The X11 agent supports local screen-level actions such as:

  • CLICK x y
  • DOUBLE_CLICK x y
  • MOVE x y
  • DRAG x1 y1 x2 y2
  • SCROLL up|down amount
  • TYPE text
  • KEYPRESS key
  • WAIT seconds
  • SCREENSHOT
  • DONE result

Sensitive Data and Custom Tools

The package supports sensitiveData masking so secrets already present in prompts can be redacted in the model-facing task text.
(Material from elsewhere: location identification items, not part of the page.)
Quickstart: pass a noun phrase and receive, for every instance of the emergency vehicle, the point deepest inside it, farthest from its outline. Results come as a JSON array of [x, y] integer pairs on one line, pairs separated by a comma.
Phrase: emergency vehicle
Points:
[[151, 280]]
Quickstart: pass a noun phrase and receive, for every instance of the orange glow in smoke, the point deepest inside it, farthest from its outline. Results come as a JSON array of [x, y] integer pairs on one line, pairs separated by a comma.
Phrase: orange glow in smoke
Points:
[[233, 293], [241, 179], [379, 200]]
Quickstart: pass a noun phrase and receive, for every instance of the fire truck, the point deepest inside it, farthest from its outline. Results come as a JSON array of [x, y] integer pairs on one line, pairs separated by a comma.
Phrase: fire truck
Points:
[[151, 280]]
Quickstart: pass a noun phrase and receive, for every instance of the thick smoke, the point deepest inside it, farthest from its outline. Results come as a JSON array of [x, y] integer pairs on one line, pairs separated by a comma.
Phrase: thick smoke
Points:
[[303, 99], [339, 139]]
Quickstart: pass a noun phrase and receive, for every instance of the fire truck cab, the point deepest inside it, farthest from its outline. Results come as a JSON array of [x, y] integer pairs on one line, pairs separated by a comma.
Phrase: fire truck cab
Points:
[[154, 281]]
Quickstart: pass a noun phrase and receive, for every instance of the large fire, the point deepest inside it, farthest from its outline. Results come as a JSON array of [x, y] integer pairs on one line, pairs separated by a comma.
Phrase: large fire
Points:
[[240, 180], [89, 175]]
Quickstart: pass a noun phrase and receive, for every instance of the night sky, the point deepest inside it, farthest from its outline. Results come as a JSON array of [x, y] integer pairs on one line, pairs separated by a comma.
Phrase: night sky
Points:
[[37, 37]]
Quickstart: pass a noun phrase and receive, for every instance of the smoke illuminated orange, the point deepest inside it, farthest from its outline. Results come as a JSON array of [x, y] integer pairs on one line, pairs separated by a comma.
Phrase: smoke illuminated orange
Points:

For high-value credentials or payment details, prefer explicit AI SDK tools over dumping everything directly into the task.

That pattern looks like:

  • pass non-sensitive workflow context in task
  • expose just-in-time secrets through extraTools
  • let the agent request them only when needed

Project Structure

src/
  agent/       Step-based CDP agent loop and tool definitions
  browser/     Raw CDP client and DOM indexing
  captcha/     CAPTCHA solving helpers
  viewer/      Optional live viewer for Xvfb environments
  x11/         X11 agent, local input primitives, Chrome launch helpers
  orchestrator.ts
  config.ts
  index.ts
docker/
  Dockerfile
  entrypoint.sh
tests/
docs/

Important Constraints

  • Use headful Chrome, not headless Chrome.
  • X11 fallback is a Linux/X11 feature, not a cross-platform abstraction.
  • If you depend on stealthy login fallback, deploy on Linux.
  • If you only need structured browser automation, CDP mode is the simpler path.
  • The package currently chooses models through AI SDK Gateway, so configure AI_GATEWAY_API_KEY and AGENT_MODEL.

Environment Variables

| Variable | Required | Description | |---|---|---| | AI_GATEWAY_API_KEY | Yes | API key for AI SDK Gateway | | AGENT_MODEL | No | Model name, defaults to claude-sonnet-4-6 | | LOGIN_URL | CLI only | Login URL for the top-level entrypoint | | SUCCESS_URL | CLI only | Post-login URL substring for the top-level entrypoint | | TWITTER_USER | Optional | Username used by the default CLI entrypoint | | TWITTER_PASS | Optional | Password used by the default CLI entrypoint | | TWITTER_EMAIL | Optional | Email used by the default CLI entrypoint | | TWITTER_TOTP_KEY | Optional | TOTP seed used by the default CLI entrypoint | | PROXY_HOST | No | SOCKS5 proxy host | | PROXY_PORT | No | SOCKS5 proxy port | | PROXY_USER | No | Proxy username | | PROXY_PASS | No | Proxy password | | CAPSOLVER_KEY | No | Capsolver API key | | TWOCAPTCHA_KEY | No | 2Captcha API key | | CDP_PORT | No | Chrome remote debugging port, defaults to 9222 | | PROFILE_DIR | No | Browser profile directory | | DATA_DIR | No | Data/output directory | | AGENT_TASK | No | Task used by the top-level CLI entrypoint | | MAX_STEPS | No | Max agent steps, defaults to 80 | | ENABLE_VIEWER | No | Enable the noVNC viewer in Docker | | CHROME_PATH | No | Override Chrome binary path |

Development

npm install
npm test
npm run build

Architecture notes live in docs/architecture.md.